When The Observer and a few friends picked up the Ford Escape with a tent on top after landing in Iceland, the renter called our plan "bold." Jet lagged, driving away, The Observer's friends laughed and said, "He means dumb. He's saying this is dumb."
It seemed a bit dumb, yes, but potentially logical, The Observer's friends had convinced him.
After the 2008 economic crash there, Iceland's approximately 330,000 residents smartly cashed in on the compacted beauty of the country's nature — mountains, lava field, caverns, craters, glaciers, all within hours of each other — as a massive tourist attraction. They made flights cheap and everything else expensive. Meals are decidedly pricey ($20 to $50 bucks, usually) and lodging steep (hotel prices there are similar to New York's, though the hostels are $35 to $50). Tours trudge through the constantly iced roads to all the beautiful sights for a hefty sum, often $200 plus. Tourism is only secondary to fish exporting. People often talk about how it saved the Icelandic economy.

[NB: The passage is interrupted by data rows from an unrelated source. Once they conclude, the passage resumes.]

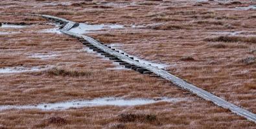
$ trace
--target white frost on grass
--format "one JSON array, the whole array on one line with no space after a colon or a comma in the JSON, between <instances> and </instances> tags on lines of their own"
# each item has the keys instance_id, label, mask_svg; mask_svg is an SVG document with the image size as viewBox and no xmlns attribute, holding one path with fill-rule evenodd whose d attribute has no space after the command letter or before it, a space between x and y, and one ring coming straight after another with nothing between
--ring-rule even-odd
<instances>
[{"instance_id":1,"label":"white frost on grass","mask_svg":"<svg viewBox=\"0 0 256 129\"><path fill-rule=\"evenodd\" d=\"M82 34L90 32L91 31L101 30L103 29L117 29L122 28L124 28L124 26L121 25L87 25L80 23L78 27L71 28L69 32Z\"/></svg>"},{"instance_id":2,"label":"white frost on grass","mask_svg":"<svg viewBox=\"0 0 256 129\"><path fill-rule=\"evenodd\" d=\"M3 24L0 26L1 28L22 28L27 27L27 25L12 25L12 24Z\"/></svg>"},{"instance_id":3,"label":"white frost on grass","mask_svg":"<svg viewBox=\"0 0 256 129\"><path fill-rule=\"evenodd\" d=\"M41 59L51 59L54 57L58 56L57 54L32 54L31 55L29 56L29 57L30 58L38 58Z\"/></svg>"},{"instance_id":4,"label":"white frost on grass","mask_svg":"<svg viewBox=\"0 0 256 129\"><path fill-rule=\"evenodd\" d=\"M134 56L134 55L129 55L129 54L125 53L124 51L118 49L121 46L120 44L113 43L113 44L110 44L109 46L111 46L112 48L115 48L117 50L119 50L120 52L124 53L124 55L128 55L128 57L134 57L134 60L137 60L137 61L139 61L139 63L146 64L148 65L151 65L151 66L157 67L159 68L163 68L163 69L164 69L165 68L167 68L169 66L167 64L153 63L153 62L146 61L145 59L141 59L139 57Z\"/></svg>"},{"instance_id":5,"label":"white frost on grass","mask_svg":"<svg viewBox=\"0 0 256 129\"><path fill-rule=\"evenodd\" d=\"M120 97L103 97L92 100L74 100L56 103L42 103L37 105L2 105L0 110L8 109L39 109L42 110L65 110L71 108L82 108L113 105L117 106L132 106L156 103L159 102L176 103L185 101L185 98L161 97L154 99L124 99Z\"/></svg>"},{"instance_id":6,"label":"white frost on grass","mask_svg":"<svg viewBox=\"0 0 256 129\"><path fill-rule=\"evenodd\" d=\"M19 34L18 32L0 32L0 35L8 35L8 34Z\"/></svg>"}]
</instances>

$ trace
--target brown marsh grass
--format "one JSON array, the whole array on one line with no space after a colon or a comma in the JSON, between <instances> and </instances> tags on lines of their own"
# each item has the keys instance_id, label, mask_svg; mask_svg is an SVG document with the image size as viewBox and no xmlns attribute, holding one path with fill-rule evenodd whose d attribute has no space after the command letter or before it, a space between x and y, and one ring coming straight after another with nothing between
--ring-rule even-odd
<instances>
[{"instance_id":1,"label":"brown marsh grass","mask_svg":"<svg viewBox=\"0 0 256 129\"><path fill-rule=\"evenodd\" d=\"M67 1L71 5L63 3ZM204 40L209 36L222 36L211 32L255 31L255 25L251 20L254 10L215 10L216 7L235 6L218 4L220 2L217 1L208 1L209 4L200 3L202 6L194 6L195 2L129 1L125 2L134 2L134 4L108 8L106 7L111 5L102 1L56 1L57 5L47 5L49 2L51 1L1 1L5 8L0 8L0 11L45 14L76 22L118 23L127 26L134 24L147 26L159 23L161 26L157 29L130 28L89 35L104 43L122 44L122 50L141 58L169 64L167 68L169 72L255 112L255 63L251 63L255 61L251 58L255 57L255 53L251 52L255 49L255 44L239 39L237 43L243 45L240 47L236 42ZM120 1L108 2L115 4ZM245 2L239 5L248 5ZM24 15L0 17L1 22L46 23L44 19ZM194 95L183 94L185 91L165 85L156 78L132 70L107 70L114 67L114 64L96 55L86 53L81 43L75 39L65 35L36 32L45 28L50 26L38 25L29 28L9 29L8 31L21 33L0 35L1 68L38 65L58 68L50 69L50 74L39 72L0 75L0 104L33 104L108 96L164 96L186 97L188 100L134 107L106 106L47 112L9 110L1 112L0 128L255 128L255 124L244 118ZM221 45L212 46L214 43ZM52 52L58 55L49 59L29 57L34 53ZM194 61L188 61L188 59ZM81 73L84 72L93 74L83 76ZM128 117L129 121L119 121L121 114L124 114L124 117ZM152 123L147 122L147 119L152 118Z\"/></svg>"}]
</instances>

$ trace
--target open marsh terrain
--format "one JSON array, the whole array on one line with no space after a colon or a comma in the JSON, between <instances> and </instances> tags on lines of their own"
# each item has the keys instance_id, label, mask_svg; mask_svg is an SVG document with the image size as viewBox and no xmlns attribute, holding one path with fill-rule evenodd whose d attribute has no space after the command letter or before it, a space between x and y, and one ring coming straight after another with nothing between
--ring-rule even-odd
<instances>
[{"instance_id":1,"label":"open marsh terrain","mask_svg":"<svg viewBox=\"0 0 256 129\"><path fill-rule=\"evenodd\" d=\"M63 34L60 25L13 14L82 23L80 31L80 26L73 31L256 113L254 5L252 1L1 1L0 12L12 15L0 15L0 128L256 128L255 123L169 82L120 68Z\"/></svg>"}]
</instances>

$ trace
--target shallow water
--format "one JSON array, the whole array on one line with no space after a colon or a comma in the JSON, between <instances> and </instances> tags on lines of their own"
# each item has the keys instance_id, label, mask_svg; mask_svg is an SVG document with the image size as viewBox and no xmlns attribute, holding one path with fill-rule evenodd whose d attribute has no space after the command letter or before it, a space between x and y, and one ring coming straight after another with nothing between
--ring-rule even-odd
<instances>
[{"instance_id":1,"label":"shallow water","mask_svg":"<svg viewBox=\"0 0 256 129\"><path fill-rule=\"evenodd\" d=\"M5 67L5 68L0 68L0 74L22 73L27 72L38 72L38 71L48 69L49 68L51 68L51 66L34 66L34 67L23 67L23 66Z\"/></svg>"},{"instance_id":2,"label":"shallow water","mask_svg":"<svg viewBox=\"0 0 256 129\"><path fill-rule=\"evenodd\" d=\"M124 26L120 25L87 25L80 23L78 27L71 28L69 32L82 34L95 30L101 30L103 29L117 29L122 28L124 28Z\"/></svg>"},{"instance_id":3,"label":"shallow water","mask_svg":"<svg viewBox=\"0 0 256 129\"><path fill-rule=\"evenodd\" d=\"M18 32L0 32L0 35L8 35L8 34L19 34Z\"/></svg>"},{"instance_id":4,"label":"shallow water","mask_svg":"<svg viewBox=\"0 0 256 129\"><path fill-rule=\"evenodd\" d=\"M91 107L99 106L113 105L118 106L132 106L146 104L156 103L158 102L176 103L185 101L185 98L167 98L161 97L157 99L124 99L122 98L104 97L92 100L75 100L56 103L43 103L37 105L2 105L0 110L8 109L39 109L43 110L65 110L71 108Z\"/></svg>"},{"instance_id":5,"label":"shallow water","mask_svg":"<svg viewBox=\"0 0 256 129\"><path fill-rule=\"evenodd\" d=\"M22 28L27 27L27 25L3 24L2 26L0 26L0 27L7 28Z\"/></svg>"},{"instance_id":6,"label":"shallow water","mask_svg":"<svg viewBox=\"0 0 256 129\"><path fill-rule=\"evenodd\" d=\"M104 55L100 55L100 54L99 54L99 53L94 52L92 49L89 49L88 47L84 47L83 49L82 50L82 51L86 52L89 54L96 54L97 56L103 58L104 59L109 60L109 59L108 57L106 57ZM113 62L113 64L115 66L113 67L113 68L107 68L107 70L130 70L129 68L124 68L124 66L119 65L119 63L118 63Z\"/></svg>"},{"instance_id":7,"label":"shallow water","mask_svg":"<svg viewBox=\"0 0 256 129\"><path fill-rule=\"evenodd\" d=\"M256 5L250 5L248 6L244 7L235 7L235 8L217 8L215 10L248 10L253 9L256 9Z\"/></svg>"},{"instance_id":8,"label":"shallow water","mask_svg":"<svg viewBox=\"0 0 256 129\"><path fill-rule=\"evenodd\" d=\"M243 32L211 32L211 34L220 34L220 35L236 35Z\"/></svg>"}]
</instances>

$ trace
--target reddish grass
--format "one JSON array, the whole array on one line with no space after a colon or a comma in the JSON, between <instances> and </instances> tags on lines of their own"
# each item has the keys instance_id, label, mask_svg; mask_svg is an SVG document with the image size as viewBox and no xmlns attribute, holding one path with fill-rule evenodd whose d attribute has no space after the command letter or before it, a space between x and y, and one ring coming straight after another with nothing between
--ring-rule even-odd
<instances>
[{"instance_id":1,"label":"reddish grass","mask_svg":"<svg viewBox=\"0 0 256 129\"><path fill-rule=\"evenodd\" d=\"M24 1L1 1L0 4L5 8L0 8L0 11L45 14L95 24L119 23L129 26L136 23L153 26L89 35L105 43L121 43L123 45L121 49L141 58L169 63L171 65L167 69L172 74L255 112L255 63L246 64L244 63L246 61L242 61L248 60L248 57L254 56L255 53L250 50L255 49L255 44L248 41L253 40L240 38L237 42L232 37L227 40L232 42L226 43L222 40L217 43L220 45L216 46L215 43L211 43L214 41L204 40L206 37L213 36L211 32L255 31L255 26L251 20L253 10L215 10L216 6L220 8L234 6L218 5L216 1L208 1L209 4L200 3L202 6L194 6L193 2L134 1L135 5L108 8L106 3L100 3L102 2L100 1L82 1L84 3L73 6L62 3L67 1L71 1L71 4L82 2L62 1L53 6L46 5L40 1L29 1L29 5ZM96 3L99 4L97 6ZM41 10L34 8L40 5L42 5ZM241 5L247 5L246 3ZM46 23L40 18L27 16L1 15L0 17L1 22L41 25ZM152 25L156 22L160 26L154 28ZM23 32L0 35L2 41L0 67L51 64L59 68L50 73L1 75L1 104L36 104L108 96L179 97L188 97L188 101L134 107L99 106L62 111L6 110L1 112L0 125L3 126L0 128L250 128L255 126L255 124L227 110L194 95L183 95L184 91L165 85L157 79L134 71L108 70L106 68L114 66L111 61L82 52L81 43L67 35L36 33L37 29L49 27L38 25L24 29L0 28L0 31ZM60 55L47 60L28 57L32 53L52 52ZM196 60L180 61L184 55ZM81 73L89 71L93 74L82 75L84 74ZM135 118L134 121L124 123L119 121L122 117L121 114L133 114ZM145 121L148 114L156 115L156 120L152 123ZM129 115L124 116L128 116L130 120ZM50 121L52 122L45 124L52 117L54 120Z\"/></svg>"}]
</instances>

But, there are two ways to get around most costs: 1) flights are always cheap but especially cheap during the winter months and 2) by renting a car with a tent, and camping, you cut out most of the cost of housing and transportation, hording your money away from the Icelandic people. If you go to grocery stores for deli meats instead of eating out, you're not going to move the GDP.
The "bold" plan was to combine the two for ultimate thrift. We picked around Thanksgiving to optimize days off work, and took the trip. What could go wrong?
Within the first few days, we learned: Tons of things can go wrong. From the very moment we picked up the Ford, it was too cold for the clothes The Observer packed (usually 25 to 15 degrees), windy (often 10 to 20 miles per hour, whipping our tent), hard to get to the things we wanted to see (iced over hiking trails with horrible boots made things inaccessible), and frustrating (the sun rises at 10 a.m. and sets at 4 p.m., not leaving enough time in the day). The Observer struggled to enjoy incredible things, thinking only: "I'm cold, I'm cold, I'm cold, I'm cold."
And then, in the middle of the trip, we learned a blizzard was set to hit most of the country. The focus point was where we planned to camp that night. The Observer thought: "Here comes the reckoning for your stupidity, you idiot."
We debated what to do and, after talking with some locals, discovered that we could make it through at least that first night camping there but should probably leave the next day. So we parked the camper (illegally; sorry!) near a glacial lagoon and hunkered down.
Around 11 p.m. we saw a light haze of green above the lagoon. The haze grew. Within a few hours, the Northern Lights appeared. The Observer, whose job is to describe to you things observed, almost does not want to describe it: the unbelievable amount of green light dancing everywhere, so much more subtle than pictures of the lights on postcards show. The way it fills the whole sky, the way it moves so tenderly across it and the way it is — simply — wonderful. If we had headed back that night to avoid the blizzard we would not have seen any of it.
It did not snow. We were fine.
As a journalist all the time, you think about how dumb decisions, even just slightly dumb decisions, may have harmed people. You talk to people whose slightly misaligned choices caused pain that lasted seemingly forever. You think about how the world punishes those who don't deserve punishment for their slight transgressions. This has made The Observer overly cautious. But, after making a slightly boneheaded decision to camp in Iceland during the winter, The Observer remembered that sometimes things work out for no good reason. For people totally undeserving — for random people — the world can just give. And you have to risk something to feel grateful that it worked.
The Northern Lights are, usually, only visible in the winter.